Ai Weiwei, em 2008, foi espancado tão severamente pela polícia em Chengdu, capital da província de Sichuan, onde ele tinha ido para depor no julgamento de um companheiro de militância, que precisou de uma cirurgia para drenar sangue do seu cérebro.

Ele conta que dois anos atrás, foi procurado em Pequim, pelo prefeito de uma das áreas de Xangai, que implorou para que ele construísse um estúdio em um lote de terras agrícolas abandonadas. Inicialmente desconfiado, acabou acreditando no projeto devido à insistência das autoridades.

Foto: Reuters

Um homem faz vigília em Xangai, diante do estúdio de Ai Weiwei, que será demolido pelas autoridades

Ai disse que trabalhou em estreita colaboração com as autoridades municipais reformando um armazém abandonado no local, gastando cerca de US $ 1 milhão para criar um vasto espaço de trabalho de frente para um lago.

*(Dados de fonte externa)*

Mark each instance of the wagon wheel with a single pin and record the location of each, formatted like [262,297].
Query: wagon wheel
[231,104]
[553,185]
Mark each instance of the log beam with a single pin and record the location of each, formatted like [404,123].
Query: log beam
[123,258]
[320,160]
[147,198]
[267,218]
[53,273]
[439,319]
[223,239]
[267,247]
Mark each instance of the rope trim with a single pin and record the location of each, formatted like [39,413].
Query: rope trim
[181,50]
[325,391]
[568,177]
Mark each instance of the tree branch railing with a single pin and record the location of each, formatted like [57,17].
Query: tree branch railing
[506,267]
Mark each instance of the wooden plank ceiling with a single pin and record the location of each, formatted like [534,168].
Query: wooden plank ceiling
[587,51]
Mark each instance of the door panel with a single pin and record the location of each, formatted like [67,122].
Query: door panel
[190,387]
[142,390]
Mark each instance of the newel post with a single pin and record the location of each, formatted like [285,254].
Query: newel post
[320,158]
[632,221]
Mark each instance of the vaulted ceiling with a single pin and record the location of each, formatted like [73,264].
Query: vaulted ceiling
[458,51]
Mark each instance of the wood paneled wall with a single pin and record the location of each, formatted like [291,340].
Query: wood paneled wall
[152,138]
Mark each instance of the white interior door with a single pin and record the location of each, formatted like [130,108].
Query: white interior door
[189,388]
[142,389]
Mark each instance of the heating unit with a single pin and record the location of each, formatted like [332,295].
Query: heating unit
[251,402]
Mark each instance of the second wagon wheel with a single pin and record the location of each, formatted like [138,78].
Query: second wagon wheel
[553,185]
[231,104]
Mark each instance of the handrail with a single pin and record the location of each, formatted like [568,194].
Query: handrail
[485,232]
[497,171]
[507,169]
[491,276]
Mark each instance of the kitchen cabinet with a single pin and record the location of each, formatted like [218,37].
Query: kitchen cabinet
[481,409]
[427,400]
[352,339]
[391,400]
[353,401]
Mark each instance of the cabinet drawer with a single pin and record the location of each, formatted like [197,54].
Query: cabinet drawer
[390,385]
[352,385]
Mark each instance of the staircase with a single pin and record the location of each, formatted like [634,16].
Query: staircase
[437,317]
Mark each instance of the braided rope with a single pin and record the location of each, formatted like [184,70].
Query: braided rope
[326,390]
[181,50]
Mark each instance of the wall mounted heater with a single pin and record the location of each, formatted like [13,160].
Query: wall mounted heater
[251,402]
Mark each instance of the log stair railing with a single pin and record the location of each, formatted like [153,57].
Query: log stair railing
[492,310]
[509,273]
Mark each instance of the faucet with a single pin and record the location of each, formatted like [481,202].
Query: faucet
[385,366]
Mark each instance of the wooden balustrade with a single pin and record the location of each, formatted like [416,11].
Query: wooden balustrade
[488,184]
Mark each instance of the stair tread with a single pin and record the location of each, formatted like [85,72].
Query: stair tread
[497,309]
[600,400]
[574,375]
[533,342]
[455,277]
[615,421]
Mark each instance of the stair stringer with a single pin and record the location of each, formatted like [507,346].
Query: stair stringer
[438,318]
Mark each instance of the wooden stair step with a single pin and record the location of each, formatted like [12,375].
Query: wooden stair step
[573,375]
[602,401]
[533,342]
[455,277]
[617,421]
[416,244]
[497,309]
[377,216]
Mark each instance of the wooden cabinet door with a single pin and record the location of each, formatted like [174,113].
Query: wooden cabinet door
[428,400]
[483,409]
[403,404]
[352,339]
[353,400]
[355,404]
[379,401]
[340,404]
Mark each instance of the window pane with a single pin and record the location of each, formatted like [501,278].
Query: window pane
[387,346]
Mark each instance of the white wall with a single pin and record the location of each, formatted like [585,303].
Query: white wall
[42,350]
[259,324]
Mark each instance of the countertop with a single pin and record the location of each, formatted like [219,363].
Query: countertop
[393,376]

Motivados outros artistas começaram a construir seus próprios estúdios nos arredores.

Foto: Reuters

Mesmo debaixo de ameaças um bom número de manifestantes compareceu, nesse domingo, diante do prédio que vai ser demolido em Xangai e entoaram músicas de protesto e prestaram homenagens ao ausente Ai

Então, em julho passado, quando o trabalho havia terminando, veio uma ordem da prefeitura para demolir o armazém.

O próprio Ai disse que suspeita que a retaliação foi motivada por sua atividade como dissidente.

Para a festa de despedida planejada para o estúdio, o artista encomendou 10 000 caranguejos, que é um número muito utilizado nos slogans oficiais. Além disso, a palavra chinesa designativa para caranguejo de rio ("hexie") , e uma palavra que em mandarim, significa tanto caranguejo de água doce e harmonioso. Entre os críticos do regime chinês censura, hexie se tornou um chavão para a oposição ao apelo do governo para criar uma sociedade harmoniosa, livre de oposição.

Foto: Getty Images

Explicando a instalação feitas com replicas de sementes de girassóis, manufaturadas em cerâmica, no museu Tate Modern, em Londres, Ai diz que “as sementes são um aperitivo popular entre os chineses, mas elas também são um “símbolo revolucionário”.

Durante a Revolução Cultural chinesa, a propaganda oficial mostrava o líder Mao Tsé-Tung como o sol e as massas populares como girassóis voltados em sua direção.